Tianqi Tang
UC Santa Barbara
ttq1008@gmail.com
Bio
Tianqi Tang is currently a 5th-year PhD student at Electrical Computer Engineering department University of California Santa Barbara advised by Prof. Yuan Xie. She is a member of the Scalable Energy Efficiency Architecture Lab (SEAL). Previously she received her M.S. and B.S. degree in the Department of Electronic Engineering from Tsinghua University Beijing China. Her research interests lie in the broad fields of computer architecture non-volatile memory brain-inspired computing hardware acceleration and machine learning. Her PhD thesis focuses on hardware modeling and domain-specific accelerator design.

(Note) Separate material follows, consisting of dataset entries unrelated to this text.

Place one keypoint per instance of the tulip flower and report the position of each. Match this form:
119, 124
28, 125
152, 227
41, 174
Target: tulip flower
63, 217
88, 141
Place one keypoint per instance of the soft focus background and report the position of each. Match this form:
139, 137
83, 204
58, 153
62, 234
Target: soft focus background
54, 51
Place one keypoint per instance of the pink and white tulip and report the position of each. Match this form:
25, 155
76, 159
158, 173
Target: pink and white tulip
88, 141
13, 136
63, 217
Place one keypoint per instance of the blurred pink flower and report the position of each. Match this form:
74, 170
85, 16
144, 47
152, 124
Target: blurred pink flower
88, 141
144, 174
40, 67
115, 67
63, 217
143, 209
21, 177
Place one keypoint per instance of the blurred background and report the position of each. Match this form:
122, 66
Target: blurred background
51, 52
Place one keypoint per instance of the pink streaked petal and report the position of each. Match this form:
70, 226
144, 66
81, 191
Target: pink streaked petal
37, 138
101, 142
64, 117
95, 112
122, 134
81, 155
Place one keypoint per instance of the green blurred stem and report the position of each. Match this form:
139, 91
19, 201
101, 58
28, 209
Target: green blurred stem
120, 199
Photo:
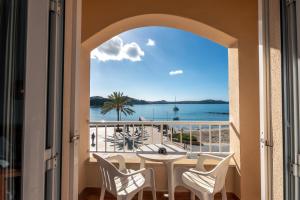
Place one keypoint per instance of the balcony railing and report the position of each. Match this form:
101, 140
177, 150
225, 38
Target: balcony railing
194, 136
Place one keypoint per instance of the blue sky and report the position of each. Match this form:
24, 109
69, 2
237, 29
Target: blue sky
160, 63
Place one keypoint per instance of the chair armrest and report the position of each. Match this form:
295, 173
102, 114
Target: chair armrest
203, 157
133, 173
201, 172
120, 159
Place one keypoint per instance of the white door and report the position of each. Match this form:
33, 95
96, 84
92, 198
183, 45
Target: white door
291, 90
43, 100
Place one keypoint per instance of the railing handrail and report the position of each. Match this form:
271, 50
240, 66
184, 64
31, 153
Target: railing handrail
124, 133
160, 122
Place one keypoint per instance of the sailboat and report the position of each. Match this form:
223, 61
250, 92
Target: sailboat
175, 110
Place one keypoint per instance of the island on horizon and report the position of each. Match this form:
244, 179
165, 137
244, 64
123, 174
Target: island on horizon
98, 101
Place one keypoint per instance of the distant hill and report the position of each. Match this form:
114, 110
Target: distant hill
98, 101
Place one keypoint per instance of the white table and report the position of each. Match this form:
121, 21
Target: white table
150, 153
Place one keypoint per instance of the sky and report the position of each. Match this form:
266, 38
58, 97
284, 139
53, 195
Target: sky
160, 63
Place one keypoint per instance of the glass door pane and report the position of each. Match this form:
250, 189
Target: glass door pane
12, 67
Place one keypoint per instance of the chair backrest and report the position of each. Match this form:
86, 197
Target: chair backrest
220, 173
108, 171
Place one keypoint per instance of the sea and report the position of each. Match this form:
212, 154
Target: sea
164, 112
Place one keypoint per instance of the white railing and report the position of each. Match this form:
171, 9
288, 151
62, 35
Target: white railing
127, 136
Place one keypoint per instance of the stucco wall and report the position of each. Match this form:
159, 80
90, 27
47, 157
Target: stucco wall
236, 19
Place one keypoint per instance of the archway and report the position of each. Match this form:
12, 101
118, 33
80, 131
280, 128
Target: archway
173, 21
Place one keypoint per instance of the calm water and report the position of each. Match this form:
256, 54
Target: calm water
187, 112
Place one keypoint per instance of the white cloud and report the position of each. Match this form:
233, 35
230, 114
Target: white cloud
175, 72
150, 42
115, 49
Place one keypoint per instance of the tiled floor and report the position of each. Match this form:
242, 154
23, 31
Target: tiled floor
93, 194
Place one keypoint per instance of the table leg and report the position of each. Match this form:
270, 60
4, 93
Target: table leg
170, 168
142, 165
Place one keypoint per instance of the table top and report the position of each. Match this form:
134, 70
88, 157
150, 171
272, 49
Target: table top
150, 152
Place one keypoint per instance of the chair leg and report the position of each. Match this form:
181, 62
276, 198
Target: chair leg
192, 195
140, 195
224, 196
153, 193
102, 192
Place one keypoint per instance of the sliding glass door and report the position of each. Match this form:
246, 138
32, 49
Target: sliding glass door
12, 68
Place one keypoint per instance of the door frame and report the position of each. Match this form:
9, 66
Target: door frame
266, 139
72, 44
35, 104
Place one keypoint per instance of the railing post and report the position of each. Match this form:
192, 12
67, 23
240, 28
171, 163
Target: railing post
133, 134
209, 138
152, 134
142, 134
105, 138
220, 138
162, 134
171, 134
200, 137
96, 137
124, 132
115, 137
181, 132
191, 138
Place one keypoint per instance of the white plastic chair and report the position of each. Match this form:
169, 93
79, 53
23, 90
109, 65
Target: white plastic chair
124, 183
202, 183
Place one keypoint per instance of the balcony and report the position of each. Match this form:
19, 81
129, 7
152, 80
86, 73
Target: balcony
193, 136
125, 137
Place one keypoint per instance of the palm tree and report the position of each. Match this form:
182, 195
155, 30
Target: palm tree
119, 103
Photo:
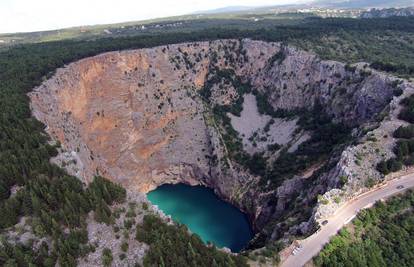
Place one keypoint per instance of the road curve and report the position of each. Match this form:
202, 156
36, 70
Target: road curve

Hardware Modeling & Efficient Architectural Exploration for Machine Learning Accelerator Design
Hardware Modeling & Efficient Architectural Exploration for Machine Learning Accelerator Design
The innovation in computer architecture (CA) and the development of simulation tools are influencing each other mutually. With the booming of deep learning (DL) and artificial intelligence (AI) it drives the need for new tools for the new architectures and applications. Meanwhile DL models keep evolving. The popular DL models when an accelerator is shipped to the market may be quite different from the previous models when the accelerator was under design one or two years before. It drives the need to know how well the domain-specific accelerators can be adaptive to a broad spectrum of DL workloads with satisfying performance and high utilization at the early design stage. A primary goal of my research is to advance the DL accelerator design methodology with collaborative contributions on hardware modeling and cost analysis. Meanwhile my research also proposes the efficient architectures and numerical optimization methodologies that are applicable to the broad spectrum of the emerging DL models. My work develops NeuroMeter an integrated power area and timing modeling framework for ML accelerators. It enables the runtime analysis of system-level performance and efficiency when the runtime activity factors are provided at the pre-RTL design stage. On top of that and the additional package-level resistance-inductance-capacitance path analysis my work explores the inter-chiplet level (or package level) analysis on how DL workloads perform when the accelerator scales out from a monolithic 2D chip to a multi-chiplet based 2.5D System-on-Package (SoP) system.